I suspect Alison was borrowing a concept from St. Ignatius Loyola, who taught that the love of God should be such a powerful force in our lives that we become indifferent to anything that proves to be a distraction. This didn't mean that we shouldn't care about the world and our loved ones, but that they get enfolded in our passion for God.
Teresa of Avila put it this way:

Let nothing disturb you,
Nothing frighten you.
All things are passing.
God does not change.
Alone, God is enough.

I don't think Ignatius would have fully agreed with Teresa, since he fully and passionately involved himself with secular and ecclesiastical politics, but understood his involvement as an expression of his obedience to God.
there's a story about Ignatius, that some early Jesuit asked him once if anything could shake his legendary peacefulness.

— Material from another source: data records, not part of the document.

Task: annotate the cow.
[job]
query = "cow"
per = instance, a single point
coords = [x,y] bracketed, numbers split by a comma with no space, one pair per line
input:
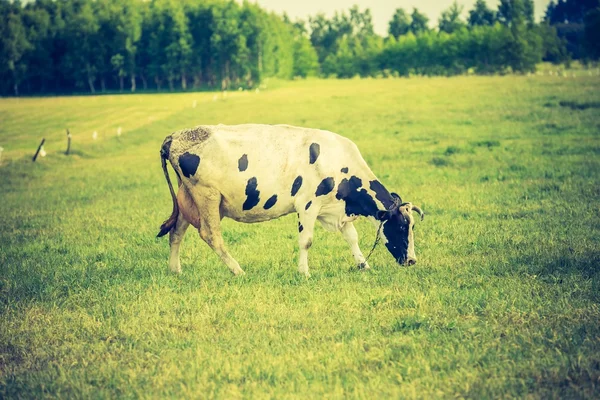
[254,173]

He said perhaps if then-Cardinal Caraffa were to be elected Pope. (Caraffa was a mortal enemy of the new Jesuit order.) Later that election in fact happened. When informed of it, Ignatius grew pale, excused himself and went to the chapel. He return in abot 15 minutes, fully composed and resumed what he had been doing.

Maybe there's a Jesuit in the readership who can explain this better.


Anonymous said...

Regarding the 15 minutes:

St. Ignatius prayed in front of the Blessed Sacrament, Who restored his calm.

The Real Presence strikes again!

janinsanfran said...

Where you said "holy indifference," I heard what I inwardly call "non-attachment" -- that blessed state of being able to do the work, passionately, without needing to live in the illusory certainty that my picture of the outcome must become actual.

I am given this grace sometimes. It is really the only frame of mind in which voluntarily assumed political struggle is other than grubby and painful, though I think sometimes we have to struggle even without feeling of grace.

Doubt if that made much sense.

Christopher said...

I ditto what Jan wrote: I heard non-attachment as well. This has a long history in Christian contemplative circles, at least back to the Desert Fathers and Mothers.

I often use non-attachment rather than indifference because of the problems associated with that word: noncaring, passionless, etc.